JuliaAI / ScientificTypes.jl

An API for dispatching on the "scientific" type of data instead of the machine type
MIT License
96 stars 8 forks source link

tuple/table ambiguity #182

Open ablaom opened 2 years ago

ablaom commented 2 years ago

The scitype of a tuple is intended to be the Tuple of the element scitypes. For example:

julia> scitype((1.0, 4))
Tuple{Continuous, Count}

By this logic, if I create a 1-tuple with a table t as it's single element, then this tuple should have Tuple{scitype(t)}. But this isn't always the case:

t = (x=[1, 2], y=["a", "b"])

julia> scitype(t)
Table{Union{AbstractVector{Count}, AbstractVector{Textual}}}

julia> scitype((t,))
Table{Union{AbstractVector{AbstractVector{Count}}, AbstractVector{AbstractVector{Textual}}}}

The problem is that (t, ) is also a table (with one row):

julia> schema((t,))
┌───────┬─────────────────────────┬────────────────┐
│ names │ scitypes                │ types          │
├───────┼─────────────────────────┼────────────────┤
│ x     │ AbstractVector{Count}   │ Vector{Int64}  │
│ y     │ AbstractVector{Textual} │ Vector{String} │
└───────┴─────────────────────────┴────────────────┘

This is pretty awful 😢 . For example it makes it tricky, in MLJBase, to use the fit_data_scitype of models, to check compatibility of a model with data, as in https://github.com/JuliaAI/MLJBase.jl/pull/731 . That is, the test scitype(data) <: fit_data_scitype(model) where data is the tuple of data arguments, is not reliable.

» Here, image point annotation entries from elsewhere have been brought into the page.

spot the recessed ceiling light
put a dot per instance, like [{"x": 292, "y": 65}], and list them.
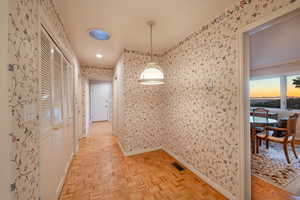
[
  {"x": 99, "y": 34},
  {"x": 99, "y": 55}
]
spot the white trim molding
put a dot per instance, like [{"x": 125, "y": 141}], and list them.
[
  {"x": 63, "y": 179},
  {"x": 244, "y": 104}
]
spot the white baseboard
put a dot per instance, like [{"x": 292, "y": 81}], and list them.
[
  {"x": 216, "y": 186},
  {"x": 131, "y": 153},
  {"x": 121, "y": 147},
  {"x": 62, "y": 181}
]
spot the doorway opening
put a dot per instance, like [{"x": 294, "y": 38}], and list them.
[
  {"x": 270, "y": 102},
  {"x": 101, "y": 101}
]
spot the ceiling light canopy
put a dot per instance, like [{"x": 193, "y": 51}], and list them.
[
  {"x": 99, "y": 55},
  {"x": 99, "y": 34},
  {"x": 152, "y": 74}
]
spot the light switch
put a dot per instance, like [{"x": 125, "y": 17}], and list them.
[{"x": 30, "y": 112}]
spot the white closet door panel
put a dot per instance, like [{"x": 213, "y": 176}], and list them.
[{"x": 45, "y": 82}]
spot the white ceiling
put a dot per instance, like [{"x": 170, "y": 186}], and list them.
[
  {"x": 278, "y": 43},
  {"x": 126, "y": 20}
]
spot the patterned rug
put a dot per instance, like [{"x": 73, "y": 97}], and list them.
[{"x": 271, "y": 165}]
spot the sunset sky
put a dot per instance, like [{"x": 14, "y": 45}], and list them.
[{"x": 271, "y": 88}]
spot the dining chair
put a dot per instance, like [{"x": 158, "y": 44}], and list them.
[
  {"x": 261, "y": 112},
  {"x": 289, "y": 136},
  {"x": 253, "y": 139}
]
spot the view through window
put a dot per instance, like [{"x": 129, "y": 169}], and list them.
[
  {"x": 293, "y": 92},
  {"x": 265, "y": 93}
]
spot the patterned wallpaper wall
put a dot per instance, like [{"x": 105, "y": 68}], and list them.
[
  {"x": 97, "y": 73},
  {"x": 202, "y": 126},
  {"x": 24, "y": 89},
  {"x": 198, "y": 126},
  {"x": 141, "y": 118}
]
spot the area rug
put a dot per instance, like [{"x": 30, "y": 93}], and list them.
[{"x": 271, "y": 165}]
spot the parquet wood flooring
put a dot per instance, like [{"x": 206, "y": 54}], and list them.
[{"x": 101, "y": 172}]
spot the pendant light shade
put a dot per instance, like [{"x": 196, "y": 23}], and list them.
[{"x": 152, "y": 74}]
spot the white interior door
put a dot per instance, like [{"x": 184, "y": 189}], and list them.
[{"x": 101, "y": 101}]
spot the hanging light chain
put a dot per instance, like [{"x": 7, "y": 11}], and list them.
[{"x": 151, "y": 27}]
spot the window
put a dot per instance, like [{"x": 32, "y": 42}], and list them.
[
  {"x": 265, "y": 93},
  {"x": 277, "y": 92},
  {"x": 56, "y": 88},
  {"x": 293, "y": 92}
]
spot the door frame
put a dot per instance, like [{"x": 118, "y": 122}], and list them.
[
  {"x": 91, "y": 83},
  {"x": 244, "y": 102},
  {"x": 5, "y": 117}
]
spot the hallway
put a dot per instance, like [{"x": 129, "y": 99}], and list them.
[{"x": 100, "y": 171}]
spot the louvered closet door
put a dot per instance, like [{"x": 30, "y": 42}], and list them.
[
  {"x": 45, "y": 84},
  {"x": 57, "y": 99},
  {"x": 71, "y": 92},
  {"x": 66, "y": 90}
]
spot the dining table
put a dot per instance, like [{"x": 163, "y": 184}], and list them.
[{"x": 260, "y": 121}]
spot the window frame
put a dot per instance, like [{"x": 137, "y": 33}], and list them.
[{"x": 283, "y": 90}]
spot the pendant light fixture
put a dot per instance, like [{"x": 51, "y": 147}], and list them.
[{"x": 152, "y": 74}]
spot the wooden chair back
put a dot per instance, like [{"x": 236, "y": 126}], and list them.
[
  {"x": 261, "y": 112},
  {"x": 292, "y": 125}
]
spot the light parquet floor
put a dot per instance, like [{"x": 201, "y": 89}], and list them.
[{"x": 101, "y": 172}]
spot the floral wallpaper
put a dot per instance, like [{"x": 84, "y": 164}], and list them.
[
  {"x": 201, "y": 126},
  {"x": 141, "y": 106},
  {"x": 23, "y": 51},
  {"x": 197, "y": 125},
  {"x": 24, "y": 90},
  {"x": 97, "y": 73}
]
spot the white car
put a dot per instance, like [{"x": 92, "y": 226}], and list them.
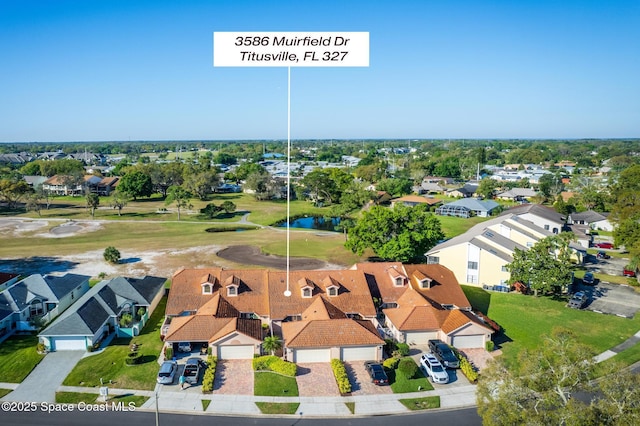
[{"x": 434, "y": 369}]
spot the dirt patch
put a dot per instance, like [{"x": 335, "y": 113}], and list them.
[{"x": 251, "y": 255}]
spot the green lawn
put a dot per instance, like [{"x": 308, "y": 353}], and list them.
[
  {"x": 525, "y": 319},
  {"x": 272, "y": 384},
  {"x": 400, "y": 384},
  {"x": 110, "y": 364},
  {"x": 18, "y": 356},
  {"x": 425, "y": 403},
  {"x": 278, "y": 407}
]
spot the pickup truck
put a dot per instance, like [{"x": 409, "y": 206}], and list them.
[{"x": 444, "y": 353}]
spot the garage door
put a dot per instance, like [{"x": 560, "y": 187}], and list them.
[
  {"x": 69, "y": 344},
  {"x": 360, "y": 353},
  {"x": 462, "y": 342},
  {"x": 420, "y": 338},
  {"x": 312, "y": 355},
  {"x": 235, "y": 352}
]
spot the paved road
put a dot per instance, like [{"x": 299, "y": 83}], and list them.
[{"x": 41, "y": 384}]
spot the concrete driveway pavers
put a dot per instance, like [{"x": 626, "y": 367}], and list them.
[
  {"x": 361, "y": 383},
  {"x": 44, "y": 380},
  {"x": 613, "y": 299},
  {"x": 233, "y": 377},
  {"x": 316, "y": 379}
]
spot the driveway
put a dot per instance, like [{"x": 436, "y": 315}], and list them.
[
  {"x": 361, "y": 382},
  {"x": 316, "y": 379},
  {"x": 614, "y": 299},
  {"x": 233, "y": 377},
  {"x": 44, "y": 380}
]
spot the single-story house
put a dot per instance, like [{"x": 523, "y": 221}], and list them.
[
  {"x": 467, "y": 207},
  {"x": 120, "y": 305},
  {"x": 39, "y": 299}
]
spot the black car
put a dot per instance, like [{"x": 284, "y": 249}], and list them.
[
  {"x": 376, "y": 371},
  {"x": 444, "y": 353}
]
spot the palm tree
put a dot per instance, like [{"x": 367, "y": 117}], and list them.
[{"x": 271, "y": 344}]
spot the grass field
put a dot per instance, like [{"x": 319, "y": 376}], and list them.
[
  {"x": 526, "y": 319},
  {"x": 110, "y": 364},
  {"x": 267, "y": 383},
  {"x": 19, "y": 356}
]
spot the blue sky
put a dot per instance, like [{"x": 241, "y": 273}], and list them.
[{"x": 142, "y": 70}]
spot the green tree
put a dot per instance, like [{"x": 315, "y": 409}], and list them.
[
  {"x": 119, "y": 200},
  {"x": 271, "y": 344},
  {"x": 12, "y": 191},
  {"x": 228, "y": 206},
  {"x": 93, "y": 201},
  {"x": 401, "y": 234},
  {"x": 111, "y": 254},
  {"x": 537, "y": 389},
  {"x": 545, "y": 267},
  {"x": 180, "y": 196},
  {"x": 137, "y": 184}
]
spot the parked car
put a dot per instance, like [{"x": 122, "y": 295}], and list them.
[
  {"x": 376, "y": 372},
  {"x": 578, "y": 300},
  {"x": 184, "y": 347},
  {"x": 434, "y": 369},
  {"x": 192, "y": 370},
  {"x": 167, "y": 372},
  {"x": 605, "y": 245},
  {"x": 444, "y": 353},
  {"x": 588, "y": 278}
]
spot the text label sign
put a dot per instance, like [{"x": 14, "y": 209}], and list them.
[{"x": 290, "y": 49}]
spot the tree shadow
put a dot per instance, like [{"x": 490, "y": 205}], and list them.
[{"x": 36, "y": 265}]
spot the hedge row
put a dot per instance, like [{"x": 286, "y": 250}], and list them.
[
  {"x": 344, "y": 386},
  {"x": 209, "y": 374},
  {"x": 275, "y": 364}
]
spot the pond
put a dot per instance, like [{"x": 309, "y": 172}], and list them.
[{"x": 313, "y": 222}]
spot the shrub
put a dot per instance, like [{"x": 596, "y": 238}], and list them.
[
  {"x": 403, "y": 349},
  {"x": 275, "y": 364},
  {"x": 168, "y": 352},
  {"x": 408, "y": 367},
  {"x": 390, "y": 363},
  {"x": 340, "y": 373},
  {"x": 490, "y": 346}
]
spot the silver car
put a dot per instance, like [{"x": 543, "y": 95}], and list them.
[
  {"x": 434, "y": 369},
  {"x": 167, "y": 372}
]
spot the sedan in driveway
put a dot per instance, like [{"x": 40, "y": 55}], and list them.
[
  {"x": 167, "y": 372},
  {"x": 578, "y": 300},
  {"x": 376, "y": 372}
]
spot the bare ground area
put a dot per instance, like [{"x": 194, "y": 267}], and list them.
[{"x": 163, "y": 262}]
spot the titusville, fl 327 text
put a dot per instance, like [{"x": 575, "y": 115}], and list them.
[{"x": 332, "y": 43}]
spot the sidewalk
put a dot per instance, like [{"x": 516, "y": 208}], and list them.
[{"x": 191, "y": 402}]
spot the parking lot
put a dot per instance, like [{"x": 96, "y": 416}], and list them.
[{"x": 614, "y": 299}]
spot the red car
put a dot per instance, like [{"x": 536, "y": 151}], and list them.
[{"x": 604, "y": 245}]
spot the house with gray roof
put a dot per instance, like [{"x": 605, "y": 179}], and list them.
[
  {"x": 38, "y": 298},
  {"x": 120, "y": 305},
  {"x": 467, "y": 207}
]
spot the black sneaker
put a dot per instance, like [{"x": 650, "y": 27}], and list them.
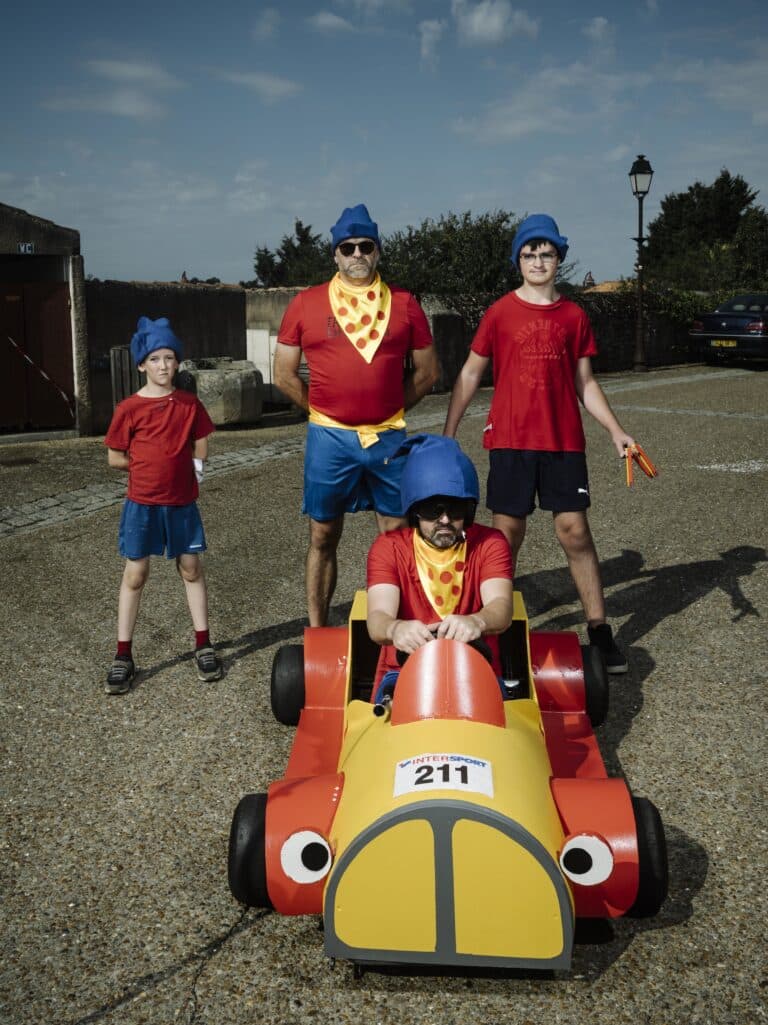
[
  {"x": 121, "y": 672},
  {"x": 602, "y": 637},
  {"x": 208, "y": 666}
]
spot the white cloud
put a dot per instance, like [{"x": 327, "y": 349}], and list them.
[
  {"x": 490, "y": 22},
  {"x": 266, "y": 24},
  {"x": 325, "y": 21},
  {"x": 431, "y": 33},
  {"x": 598, "y": 30},
  {"x": 130, "y": 94},
  {"x": 270, "y": 88},
  {"x": 134, "y": 73}
]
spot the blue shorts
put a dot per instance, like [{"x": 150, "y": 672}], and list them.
[
  {"x": 339, "y": 476},
  {"x": 149, "y": 530},
  {"x": 518, "y": 476}
]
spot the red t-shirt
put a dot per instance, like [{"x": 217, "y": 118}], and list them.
[
  {"x": 534, "y": 351},
  {"x": 341, "y": 384},
  {"x": 391, "y": 560},
  {"x": 158, "y": 434}
]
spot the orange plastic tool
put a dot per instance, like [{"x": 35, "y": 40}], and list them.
[{"x": 636, "y": 454}]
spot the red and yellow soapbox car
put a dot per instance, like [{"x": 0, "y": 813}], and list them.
[{"x": 446, "y": 825}]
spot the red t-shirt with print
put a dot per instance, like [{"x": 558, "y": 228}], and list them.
[
  {"x": 391, "y": 560},
  {"x": 534, "y": 350},
  {"x": 159, "y": 434},
  {"x": 341, "y": 384}
]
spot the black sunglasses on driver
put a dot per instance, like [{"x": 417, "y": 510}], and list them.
[{"x": 366, "y": 247}]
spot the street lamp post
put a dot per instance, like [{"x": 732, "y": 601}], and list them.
[{"x": 641, "y": 173}]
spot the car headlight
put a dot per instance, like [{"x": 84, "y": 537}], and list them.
[
  {"x": 587, "y": 859},
  {"x": 306, "y": 857}
]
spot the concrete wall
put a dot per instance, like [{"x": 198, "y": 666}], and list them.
[{"x": 208, "y": 319}]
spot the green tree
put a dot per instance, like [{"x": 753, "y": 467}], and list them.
[
  {"x": 301, "y": 258},
  {"x": 702, "y": 236}
]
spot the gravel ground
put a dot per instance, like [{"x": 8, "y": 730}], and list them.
[{"x": 117, "y": 810}]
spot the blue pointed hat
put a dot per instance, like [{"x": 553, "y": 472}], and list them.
[
  {"x": 151, "y": 335},
  {"x": 538, "y": 226},
  {"x": 355, "y": 222}
]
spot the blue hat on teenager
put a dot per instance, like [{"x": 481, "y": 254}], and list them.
[
  {"x": 355, "y": 222},
  {"x": 151, "y": 335},
  {"x": 436, "y": 465},
  {"x": 538, "y": 226}
]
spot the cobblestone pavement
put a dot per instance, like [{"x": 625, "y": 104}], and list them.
[{"x": 116, "y": 810}]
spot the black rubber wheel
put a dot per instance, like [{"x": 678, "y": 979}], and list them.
[
  {"x": 596, "y": 684},
  {"x": 654, "y": 872},
  {"x": 287, "y": 687},
  {"x": 247, "y": 860}
]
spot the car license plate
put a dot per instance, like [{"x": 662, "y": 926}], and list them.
[{"x": 443, "y": 771}]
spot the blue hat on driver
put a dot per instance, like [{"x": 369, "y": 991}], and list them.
[
  {"x": 151, "y": 335},
  {"x": 436, "y": 465},
  {"x": 538, "y": 226},
  {"x": 355, "y": 222}
]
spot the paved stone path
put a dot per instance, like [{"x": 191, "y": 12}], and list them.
[{"x": 70, "y": 504}]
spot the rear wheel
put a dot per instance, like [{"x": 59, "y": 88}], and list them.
[
  {"x": 596, "y": 684},
  {"x": 654, "y": 873},
  {"x": 247, "y": 860},
  {"x": 287, "y": 687}
]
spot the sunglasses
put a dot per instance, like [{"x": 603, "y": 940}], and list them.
[
  {"x": 366, "y": 247},
  {"x": 454, "y": 508}
]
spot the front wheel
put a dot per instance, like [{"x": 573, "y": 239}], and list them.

ablaom commented 2 years ago

cc @pazzo83

pazzo83 commented 2 years ago

Ah so this is why my tests were failing?

ablaom commented 2 years ago

No, I now think that the MLJBase PR is (by accident?) actually avoiding this issue. See https://github.com/JuliaAI/MLJBase.jl/pull/731#issuecomment-1021891466 .

Still this issue could turn up unexpectedly elsewhere.